In the past, the market almost universally assumed: AI is an endless growth machine.
Chip prices rise, server prices rise, storage prices rise—any stock related to artificial intelligence seems to go off the charts.
And Micron is a prime example among them.
With exploding demand for HBM, expansion of AI data centers, the market once believed Micron would enter a "super profit cycle."
So, capital flooded in wildly.
But the problem is, the most dangerous time in the capital market is often not when bad news appears, but when everyone thinks it won't fall.

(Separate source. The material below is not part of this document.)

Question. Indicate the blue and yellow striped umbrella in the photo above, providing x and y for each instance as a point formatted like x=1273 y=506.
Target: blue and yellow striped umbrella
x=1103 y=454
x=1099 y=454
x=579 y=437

This plunge from a high level is essentially the market beginning to reassess valuations.
Because many AI companies are no longer "expensive," but "expensive with full of imagination."
Once institutions start taking profits, stock price volatility becomes especially intense.
The most unfortunate are the chasing high funds.
Yesterday, they thought they were on the AI era train; today, they find the train has gone straight into a tunnel.
But in the long run, the industry Micron is in is not bad.
AI's future storage demand remains huge, and high-performance chips are still in short supply. The problem is just that the market has overhyped future expectations.
There is a classic rule in the capital market:
A good industry ≠ a good timing;
A good company ≠ eternal rise.
Many investors don't lose to fundamentals but to emotions.
When everyone believes "this time is different," the market often reminds us: "I've seen this history too many times."